Given the robustness of Exchange Online compared with on-premises Exchange, you might be led to believe that SharePoint Online and Lync Online offer a feature set in line with their on-premises counterparts. In the main, you won't be disappointed by the differences. But don't assume you'll get everything when you make the switch. Take claims-based authentication, for example; if you rely on that feature with SharePoint Server, you'll find it isn't supported by any flavor of SharePoint Online. So be sure to note all the features you depend on, whether they are supported, and which plans support them.

I was personally surprised to see that email-enabled lists and libraries are not supported, but site mailboxes are supported. Remote BLOB storage is another feature that is not supported, though that makes sense, given the lack of local storage.

Some features won't be missed, depending on your plan and needs. But if you work with SharePoint and have a good amount of data held within it, you might want to consider a third-party solution if you cannot migrate the data manually.
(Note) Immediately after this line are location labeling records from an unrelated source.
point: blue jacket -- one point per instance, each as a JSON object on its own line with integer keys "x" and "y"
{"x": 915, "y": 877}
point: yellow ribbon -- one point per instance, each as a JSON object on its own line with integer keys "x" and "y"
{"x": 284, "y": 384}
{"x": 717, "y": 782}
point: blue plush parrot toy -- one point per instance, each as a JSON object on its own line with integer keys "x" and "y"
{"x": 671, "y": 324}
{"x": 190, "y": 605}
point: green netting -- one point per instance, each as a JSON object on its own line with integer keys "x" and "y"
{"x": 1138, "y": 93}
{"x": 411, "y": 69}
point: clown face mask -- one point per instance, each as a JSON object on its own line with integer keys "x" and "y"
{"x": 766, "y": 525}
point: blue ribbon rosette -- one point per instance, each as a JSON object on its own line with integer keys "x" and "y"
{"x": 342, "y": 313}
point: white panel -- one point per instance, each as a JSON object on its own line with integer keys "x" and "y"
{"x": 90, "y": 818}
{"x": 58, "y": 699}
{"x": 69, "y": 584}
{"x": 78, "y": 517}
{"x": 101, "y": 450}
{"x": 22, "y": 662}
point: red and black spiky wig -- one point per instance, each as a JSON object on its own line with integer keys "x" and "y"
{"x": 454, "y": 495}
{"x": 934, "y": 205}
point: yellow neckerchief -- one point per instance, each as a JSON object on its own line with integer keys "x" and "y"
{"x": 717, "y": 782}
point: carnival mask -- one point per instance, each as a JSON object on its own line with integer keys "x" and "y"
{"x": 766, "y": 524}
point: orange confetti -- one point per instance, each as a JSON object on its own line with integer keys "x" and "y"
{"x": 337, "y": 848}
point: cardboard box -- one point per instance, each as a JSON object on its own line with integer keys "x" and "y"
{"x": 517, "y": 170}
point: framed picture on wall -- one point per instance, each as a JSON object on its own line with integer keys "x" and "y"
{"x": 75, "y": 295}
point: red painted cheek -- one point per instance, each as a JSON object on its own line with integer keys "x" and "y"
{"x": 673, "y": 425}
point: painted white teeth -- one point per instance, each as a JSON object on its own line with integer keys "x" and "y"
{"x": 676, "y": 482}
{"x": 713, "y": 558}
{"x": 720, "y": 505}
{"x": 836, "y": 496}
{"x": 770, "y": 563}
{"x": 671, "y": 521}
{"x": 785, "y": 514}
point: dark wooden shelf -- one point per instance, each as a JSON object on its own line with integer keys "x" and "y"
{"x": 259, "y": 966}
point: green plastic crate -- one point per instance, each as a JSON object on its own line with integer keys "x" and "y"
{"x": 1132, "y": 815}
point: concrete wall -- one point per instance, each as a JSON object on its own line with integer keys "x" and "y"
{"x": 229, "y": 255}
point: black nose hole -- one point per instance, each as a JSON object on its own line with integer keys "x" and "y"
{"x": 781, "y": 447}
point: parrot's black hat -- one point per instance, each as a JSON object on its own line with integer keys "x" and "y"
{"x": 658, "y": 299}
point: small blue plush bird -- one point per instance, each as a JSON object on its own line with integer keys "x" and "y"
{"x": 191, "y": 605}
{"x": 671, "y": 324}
Microsoft doesn't provide any kind of SharePoint migration tool, but does offer two manual SharePoint migration tips:

One way to manually move content to SharePoint Online is by connecting the SharePoint Library to SharePoint Workspace. You can then upload content to SharePoint Workspace and it will automatically synchronize these files to SharePoint Online. Another manual approach is to use the capability of SharePoint to upload multiple files. This will allow you to upload batches of files at once.

Office 365 gotcha No. 10: Thinking Lync Online means hassle-free full telephony

The complexity of on-premises Lync setup is daunting. For most admins, setting up Lync means going as far as getting it up and running to provide IM and presence information for your users. Those who switch to full telephony through Lync Server on-premise are very likely to have brought in consultants to help.

With Office 365, you might be tempted to think you get all the benefits of Lync without the on-premises setup hell. That's true, to a degree. Within your Lync network you'll have IM and presence, along with videoconferencing, Lync-to-Lync calls, and so on; however, Lync Online, by itself, does not offer true VoIP telephony. It can connect to an existing system (PBX/IP-PBX), but only using on-premises equipment; be sure to plan accordingly. Note: Microsoft is planning on allowing for PSTN connectivity according to its road map, but this is still not a replacement for your existing system or solution, simply a means of connecting your Lync account with a PSTN number.